Met deze uitgangspunten geven we in het volgende hoofdstuk richting aan de overwegingen en keuzes die aan de visie ten grondslag liggen. Deze overwegingen en keuzes zijn in de evaluatie van het vigerende beleid naar voren gekomen als issues waarin een keuze zal moeten worden gemaakt.
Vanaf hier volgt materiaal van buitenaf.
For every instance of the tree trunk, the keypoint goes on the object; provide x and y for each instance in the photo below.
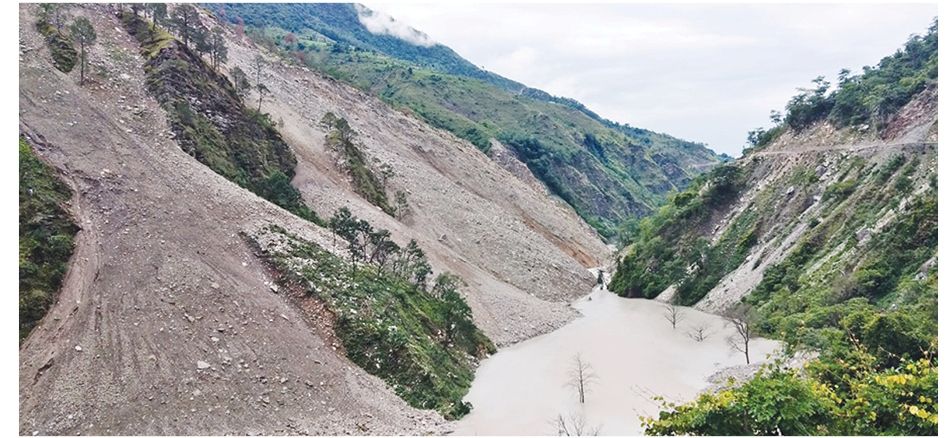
(82, 64)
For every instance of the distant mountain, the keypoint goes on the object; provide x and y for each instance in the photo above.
(606, 171)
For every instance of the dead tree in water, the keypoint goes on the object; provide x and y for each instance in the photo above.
(698, 333)
(581, 376)
(575, 426)
(740, 319)
(672, 314)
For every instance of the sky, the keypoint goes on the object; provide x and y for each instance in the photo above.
(708, 73)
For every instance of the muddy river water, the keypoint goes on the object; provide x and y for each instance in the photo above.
(634, 354)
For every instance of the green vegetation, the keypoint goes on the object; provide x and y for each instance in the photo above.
(834, 397)
(50, 23)
(607, 172)
(46, 237)
(420, 339)
(210, 121)
(342, 140)
(667, 247)
(82, 31)
(858, 291)
(866, 302)
(861, 100)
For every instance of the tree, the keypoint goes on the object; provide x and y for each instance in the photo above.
(673, 314)
(259, 65)
(201, 36)
(575, 426)
(262, 90)
(698, 333)
(740, 320)
(185, 22)
(401, 205)
(581, 376)
(219, 50)
(54, 13)
(83, 33)
(240, 80)
(290, 40)
(159, 13)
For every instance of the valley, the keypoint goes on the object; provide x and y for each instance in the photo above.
(267, 219)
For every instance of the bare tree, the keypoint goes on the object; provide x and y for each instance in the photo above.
(581, 376)
(673, 314)
(698, 333)
(740, 320)
(575, 425)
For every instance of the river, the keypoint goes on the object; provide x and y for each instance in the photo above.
(631, 349)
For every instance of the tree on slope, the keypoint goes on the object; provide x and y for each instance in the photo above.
(82, 32)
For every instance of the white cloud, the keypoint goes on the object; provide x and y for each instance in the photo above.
(383, 24)
(707, 73)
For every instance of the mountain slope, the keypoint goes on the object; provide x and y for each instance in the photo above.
(605, 171)
(825, 236)
(175, 317)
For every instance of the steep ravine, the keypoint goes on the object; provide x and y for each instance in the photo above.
(169, 322)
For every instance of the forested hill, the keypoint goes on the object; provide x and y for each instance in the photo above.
(606, 171)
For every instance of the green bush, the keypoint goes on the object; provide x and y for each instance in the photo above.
(46, 237)
(60, 45)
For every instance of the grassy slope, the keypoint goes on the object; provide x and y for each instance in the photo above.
(46, 237)
(605, 171)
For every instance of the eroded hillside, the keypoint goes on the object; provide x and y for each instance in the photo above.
(171, 322)
(824, 235)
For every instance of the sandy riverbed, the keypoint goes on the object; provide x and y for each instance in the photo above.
(631, 348)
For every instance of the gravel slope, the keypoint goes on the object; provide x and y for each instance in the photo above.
(522, 253)
(167, 323)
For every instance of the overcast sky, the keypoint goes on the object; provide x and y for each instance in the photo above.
(707, 73)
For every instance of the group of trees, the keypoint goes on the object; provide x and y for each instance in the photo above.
(185, 22)
(868, 98)
(373, 246)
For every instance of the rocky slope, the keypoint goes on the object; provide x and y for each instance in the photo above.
(168, 323)
(499, 232)
(839, 184)
(607, 172)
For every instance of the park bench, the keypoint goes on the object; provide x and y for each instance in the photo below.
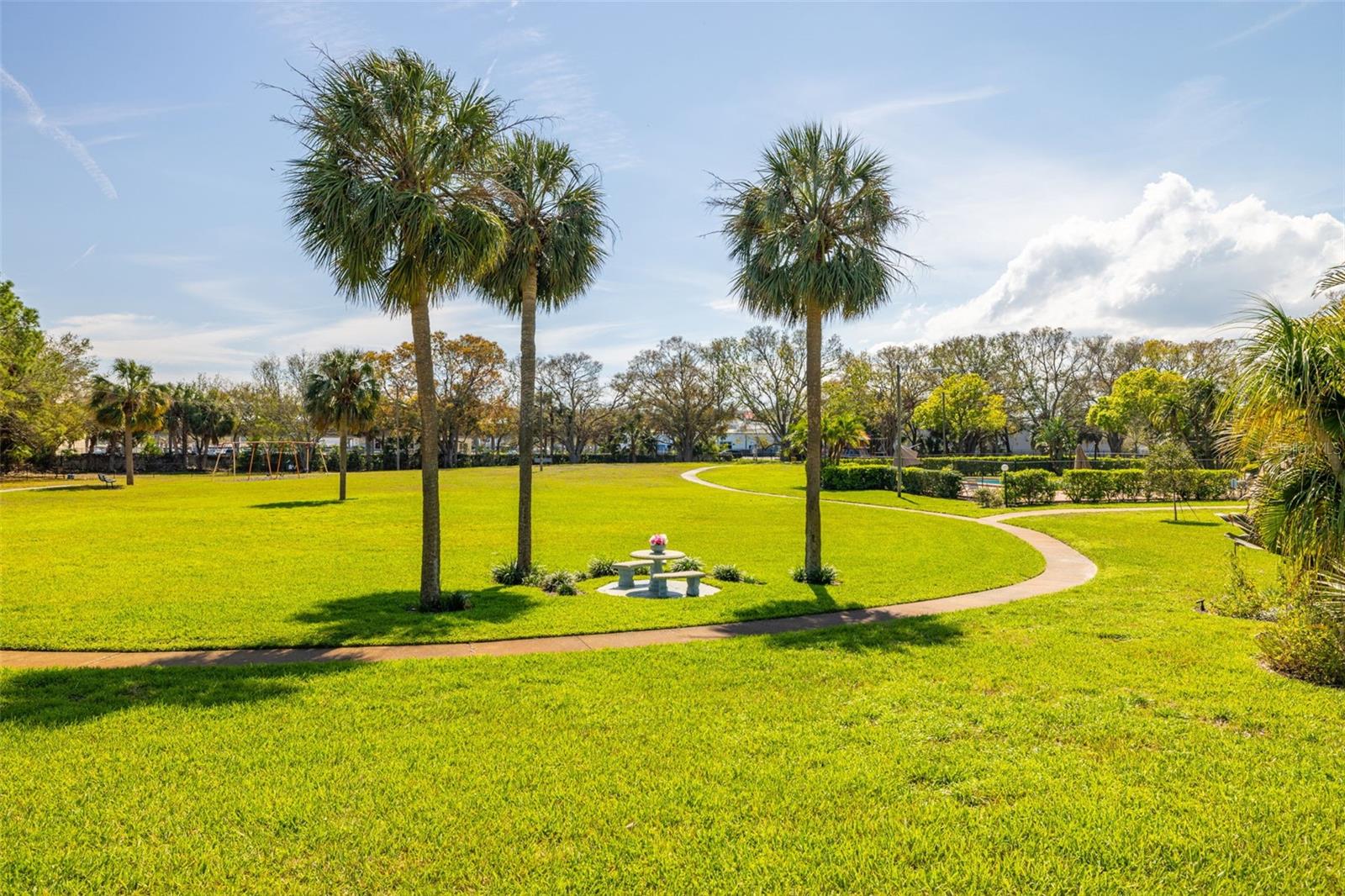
(692, 577)
(625, 572)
Naar aanleiding van onze evaluatie van het detailhandelsbeleid Medemblik 2012- 2022 en de interviews die daar onderdeel van uit maakten is een drietal onderwerpen naar voren gekomen waar het herijkte beleid een antwoord op zal moeten geven:
Ad 1. Leefbaarheid versus levensvatbaarheid
Binnen de gemeente Medemblik zijn 17 kernen te onderscheiden. Een deel daarvan heeft een winkelcluster (de grotere kernen), de kleinere kernen hebben beperkt (dagelijks) aanbod of geen aanbod. Enerzijds staat de toekomst van (dagelijkse) winkels in de kleinste kernen onder druk om economische redenen en/of het ontbreken van opvolging. Anderzijds hebben de winkels ook een sociaal- maatschappelijke functie in deze dorpen.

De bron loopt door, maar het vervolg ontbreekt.